It’s easy. Just relax, and let the music flow through you.

(ALFRED hesitantly takes the flute and stands up, putting his mouth to it. After a few practice notes, he begins to play a soft ballad which escalades into a full piece of music. As he plays, the other patrons of the airport walk by and drop money in front of him. As he plays, HECTOR stands, smiles and walks away in silence. When he finally finishes, ALFRED looks around, then looks down at all the money, smiles and picks it up.)

ALFRED
Hector, I don’t know how to--Hector?
(Looks around for him and shrugs.)
Thanks, Homely Hector.
(Flute in one hand and money in the other, smiles at the audience, takes a deep breath and walks offstage. Curtain.)


----------



## Olly Buckle (May 3, 2009)

"At Rise: ALFRED stands at the payphone, speaking his wife while KATHY"

At Rise: ALFRED stands at the payphone, speaking to his wife. KATHY...

Unimportant but the only thing that struck me.

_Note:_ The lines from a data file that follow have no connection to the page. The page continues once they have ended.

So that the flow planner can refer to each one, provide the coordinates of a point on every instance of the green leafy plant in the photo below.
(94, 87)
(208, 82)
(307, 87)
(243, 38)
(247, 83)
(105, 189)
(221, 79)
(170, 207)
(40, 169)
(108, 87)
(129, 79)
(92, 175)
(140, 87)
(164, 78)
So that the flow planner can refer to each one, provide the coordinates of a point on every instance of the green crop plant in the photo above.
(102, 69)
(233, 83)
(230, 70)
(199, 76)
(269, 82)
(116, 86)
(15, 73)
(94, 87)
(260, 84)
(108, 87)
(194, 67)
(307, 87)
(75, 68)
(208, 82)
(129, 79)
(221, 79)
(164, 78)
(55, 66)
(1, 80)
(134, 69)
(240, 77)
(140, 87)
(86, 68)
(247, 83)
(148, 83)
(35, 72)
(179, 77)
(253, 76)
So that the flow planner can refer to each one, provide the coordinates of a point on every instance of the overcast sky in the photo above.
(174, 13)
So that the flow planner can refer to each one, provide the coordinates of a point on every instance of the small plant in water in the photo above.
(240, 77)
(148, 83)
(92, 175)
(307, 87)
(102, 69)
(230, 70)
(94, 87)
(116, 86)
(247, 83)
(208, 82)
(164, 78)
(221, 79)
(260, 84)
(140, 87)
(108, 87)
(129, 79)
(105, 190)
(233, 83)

Of course I don't know where you are going, but nobody plays a real flute just like that so Hector must be a bit unworldly. Why not make him really asleep but aware of the real world at the same time if that is the case? Give him a bit more other worldliness and take out the deception angle.


----------



## Monkuta (May 3, 2009)

Mm... Good idea. I like that. Thanks.
I was sort of trying to keep him simple while unworldly, but I'll try it.


----------



## fantasy girl (May 5, 2009)

i liked it, i would love to read more as it realy intreasted me. what happenes in the rest of the script. again it was realy good and i would love to read more


----------



## Monkuta (May 5, 2009)

Honestly, I wrote it as a short play. Anything after this, I meant to leave to the reader's imagination. But I could take a crack at continuing it.


----------



## fantasy girl (May 5, 2009)

i think you should as it has great potential


----------